Genot is vluchtig. Wie het verwart met Leven, zal altijd meer willen.
5. Mammon geeft macht: de illusie van scheppingskracht
Door bezit, invloed of technologie lijkt de mens de kracht te hebben om het universum naar zijn hand te zetten. Hij kan bouwen, vormgeven, controleren, en alles wat hem omringt naar zijn wil aanpassen. Deze scheppende kracht lijkt een goddelijk kenmerk, een uiting van creatieve potentie die hem verheft boven de rest van de schepping. In zekere zin is deze kracht een weerspiegeling van het goddelijke vermogen om te creëren en te transformeren. Maar wanneer deze macht losstaat van een diepere, innerlijke waarheid – wanneer ze niet geworteld is in de wijsheid van de ziel – wordt ze een leeg omhulsel van ambitie, een vorm van arrogantie. De mens ziet zichzelf als god, zonder echter te weten wat het betekent om werkelijk met het goddelijke verbonden te zijn. Hij creëert, maar zonder ziel, zonder de bezieling die hem zou moeten leiden.
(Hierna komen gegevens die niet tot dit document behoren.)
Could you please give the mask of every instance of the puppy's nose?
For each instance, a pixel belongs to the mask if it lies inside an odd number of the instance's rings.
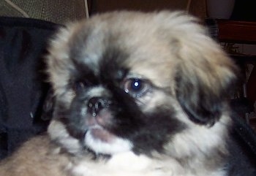
[[[88,102],[88,111],[93,116],[96,116],[108,104],[108,100],[103,97],[92,97]]]

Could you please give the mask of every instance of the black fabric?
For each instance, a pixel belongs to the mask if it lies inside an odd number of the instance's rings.
[[[0,158],[45,130],[41,119],[48,85],[43,73],[48,39],[58,25],[0,17]]]

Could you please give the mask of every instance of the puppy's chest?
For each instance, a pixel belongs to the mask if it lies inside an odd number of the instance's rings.
[[[169,161],[167,164],[127,153],[118,154],[108,161],[92,161],[83,159],[73,164],[69,170],[72,176],[183,175],[181,166],[174,161]],[[170,167],[169,164],[172,167]],[[173,175],[174,172],[177,175]]]

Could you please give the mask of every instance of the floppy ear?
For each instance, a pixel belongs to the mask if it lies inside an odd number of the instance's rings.
[[[190,120],[212,126],[227,108],[238,69],[219,45],[205,34],[180,42],[177,99]]]

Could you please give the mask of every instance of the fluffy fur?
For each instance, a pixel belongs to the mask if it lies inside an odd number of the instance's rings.
[[[61,28],[49,53],[48,137],[26,143],[1,175],[230,175],[237,68],[195,18],[95,15]]]

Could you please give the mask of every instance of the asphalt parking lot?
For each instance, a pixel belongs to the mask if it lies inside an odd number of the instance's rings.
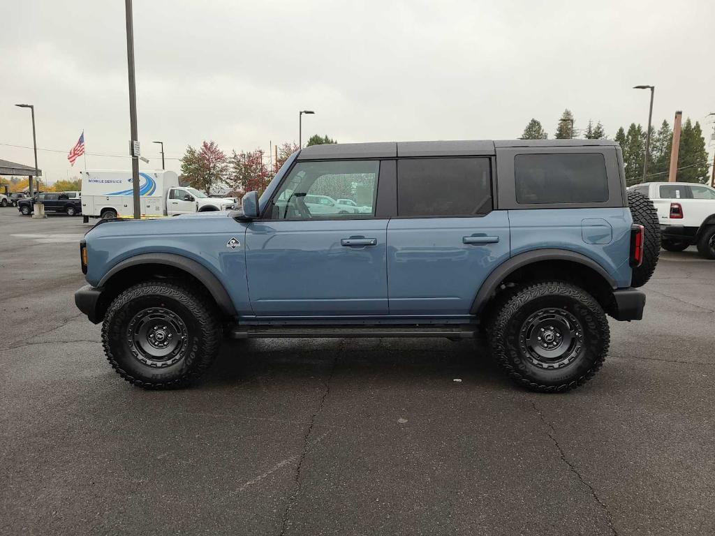
[[[715,533],[715,262],[693,248],[566,394],[466,342],[347,339],[227,342],[200,386],[146,392],[74,307],[88,227],[0,209],[2,534]]]

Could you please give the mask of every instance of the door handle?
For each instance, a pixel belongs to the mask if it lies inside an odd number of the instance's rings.
[[[463,237],[463,244],[495,244],[499,242],[498,237]]]
[[[376,246],[376,238],[344,238],[340,240],[341,246]]]

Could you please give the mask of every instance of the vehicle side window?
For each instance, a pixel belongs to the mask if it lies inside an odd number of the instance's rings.
[[[491,209],[488,159],[398,161],[398,216],[475,216]]]
[[[271,204],[272,219],[352,219],[375,215],[380,162],[297,162]],[[355,206],[336,199],[351,199]]]
[[[690,187],[684,184],[663,184],[659,192],[661,199],[690,199],[693,197]]]
[[[715,199],[715,190],[706,186],[691,186],[694,199]]]
[[[598,153],[517,154],[514,181],[520,204],[608,200],[606,161]]]

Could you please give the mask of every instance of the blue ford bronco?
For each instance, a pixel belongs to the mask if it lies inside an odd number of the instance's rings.
[[[608,140],[317,145],[241,210],[100,222],[75,302],[146,388],[194,382],[225,336],[479,336],[562,392],[603,364],[607,314],[642,318],[659,244]]]

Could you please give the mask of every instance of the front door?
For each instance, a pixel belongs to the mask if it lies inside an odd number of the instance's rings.
[[[181,188],[172,188],[169,191],[169,204],[167,207],[169,216],[195,212],[196,199],[194,196]]]
[[[388,227],[390,314],[466,315],[509,257],[506,211],[492,210],[488,158],[398,160],[398,217]]]
[[[387,314],[387,219],[375,218],[378,161],[299,162],[246,231],[258,316]],[[369,212],[311,209],[307,196],[347,198]],[[309,199],[312,199],[309,198]]]

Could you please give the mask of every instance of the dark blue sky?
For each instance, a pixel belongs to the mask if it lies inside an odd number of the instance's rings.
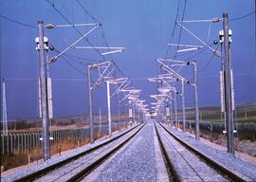
[[[113,55],[122,72],[130,77],[137,87],[142,88],[142,99],[152,101],[150,94],[155,92],[155,83],[148,82],[146,78],[157,72],[156,58],[164,57],[174,25],[178,0],[80,0],[85,9],[102,23],[104,34],[109,46],[125,46],[121,54]],[[181,0],[178,19],[181,18],[185,0]],[[75,23],[92,23],[94,20],[86,14],[76,1],[54,0],[55,8],[69,21]],[[236,18],[254,10],[254,1],[234,0],[187,0],[186,19],[209,19],[221,17],[228,11],[229,18]],[[55,25],[66,24],[58,12],[45,0],[0,0],[0,14],[13,20],[37,26],[39,19]],[[2,77],[6,78],[8,116],[12,118],[35,118],[37,106],[38,52],[35,50],[34,38],[37,29],[23,27],[4,18],[1,21],[1,65]],[[188,27],[200,38],[212,42],[218,39],[222,23],[190,24]],[[234,70],[236,103],[256,101],[256,59],[255,59],[255,16],[254,14],[229,23],[233,31],[231,62]],[[86,32],[87,28],[80,28]],[[176,28],[174,41],[177,42],[179,28]],[[89,36],[94,46],[103,46],[101,30]],[[46,30],[46,36],[58,50],[79,38],[73,28]],[[181,42],[199,43],[182,31]],[[88,46],[81,43],[80,46]],[[71,55],[91,59],[100,59],[94,51],[70,50]],[[56,53],[51,52],[50,56]],[[212,53],[205,51],[194,57],[198,61],[198,69],[203,69]],[[186,59],[180,57],[179,59]],[[85,72],[85,67],[69,61],[77,69]],[[82,61],[84,64],[88,61]],[[219,70],[220,61],[213,58],[209,65],[198,73],[199,104],[219,105]],[[72,68],[66,61],[59,59],[50,65],[53,78],[54,114],[78,115],[88,112],[86,78]],[[184,71],[192,76],[190,69]],[[103,83],[94,92],[94,111],[99,106],[106,109],[106,88]],[[191,106],[193,96],[188,87],[187,105]],[[112,99],[113,112],[116,112],[117,98]],[[123,107],[123,105],[122,105]]]

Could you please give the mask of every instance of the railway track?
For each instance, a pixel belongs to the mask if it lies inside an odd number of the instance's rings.
[[[19,177],[14,181],[80,181],[128,142],[143,126],[144,124],[140,124],[82,154]]]
[[[174,181],[249,181],[184,142],[164,125],[155,123],[155,127]]]

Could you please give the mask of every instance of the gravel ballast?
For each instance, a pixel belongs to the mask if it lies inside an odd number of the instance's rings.
[[[154,125],[149,122],[94,180],[87,176],[87,181],[157,181],[155,166]]]
[[[200,141],[196,141],[194,138],[189,136],[181,131],[171,128],[171,126],[164,126],[181,140],[197,149],[206,155],[210,156],[211,159],[217,161],[225,168],[245,176],[246,178],[249,179],[248,181],[256,181],[256,164],[247,162],[242,158],[236,157],[231,154],[229,154],[226,151],[220,151],[213,147],[210,147],[210,145],[207,145]]]
[[[88,151],[92,148],[95,148],[96,146],[98,145],[101,145],[101,143],[104,143],[108,140],[111,140],[112,138],[115,138],[120,135],[122,135],[123,133],[127,132],[127,131],[130,131],[132,130],[134,127],[132,128],[129,128],[127,130],[123,130],[119,133],[117,133],[117,134],[114,134],[111,137],[103,137],[103,138],[101,138],[97,141],[95,141],[94,144],[87,144],[87,145],[84,145],[82,147],[80,147],[80,148],[77,148],[77,149],[74,149],[74,150],[70,150],[68,152],[66,152],[64,155],[61,155],[61,156],[58,156],[58,155],[55,155],[55,156],[52,156],[51,159],[44,162],[44,163],[41,163],[37,166],[33,166],[29,169],[21,169],[21,170],[18,170],[16,172],[13,172],[11,173],[8,173],[8,174],[2,174],[1,173],[1,181],[3,182],[10,182],[10,181],[15,181],[21,177],[24,177],[26,175],[28,175],[30,173],[36,173],[40,170],[44,170],[49,166],[52,166],[54,164],[57,164],[61,161],[64,161],[67,158],[70,158],[74,155],[80,155],[82,153],[84,153],[85,151]]]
Zonder geestelijke worteling leidt deze schepping, gedreven door Mammon, tot uitputting – niet alleen van de mens, die zichzelf steeds verder uitput in zijn jacht naar macht en controle, maar ook van de aarde, die zijn energie en middelen levert in de dienst van ongebreideld egoïsme. Wat eens als scheppende kracht begon, verandert dan in vernietiging: een wereld die gebouwd wordt op de fundamenten van Mammon verliest haar levenskracht, zowel in de mens als in de natuur.
Zonder geestelijke worteling leidt schepping via Mammon tot uitputting van mens en aarde.
Conclusie: Mammon geeft leven, maar niet het ware Leven
Mammon biedt een levendigheid die sterk lijkt op leven: activiteit, ervaring, beweging, groei. Maar het is geen wezenlijk leven. Het is een leven dat afhankelijk is van omstandigheden, extern gericht, voortdurend in vergelijking, angstig voor verlies, en gebaseerd op prestatie en bezit.
Het ware Leven – dat wat vanuit het innerlijk stroomt – heeft niets nodig om zichzelf te zijn. Het is. Het rust. Het geeft. Het verdwijnt niet bij verlies, maar verdiept zich juist in tegenslag. Waar Mammon de mens een kunstmatig hart geeft, herinnert God hem aan het ware.
Kort gezegd: Mammon is een meester in het simuleren van leven. Maar het is een nagebootste levendigheid – één die krachtig is, verleidelijk, zelfs indrukwekkend, maar uiteindelijk leeg als het hart daarin niet ontwaakt is.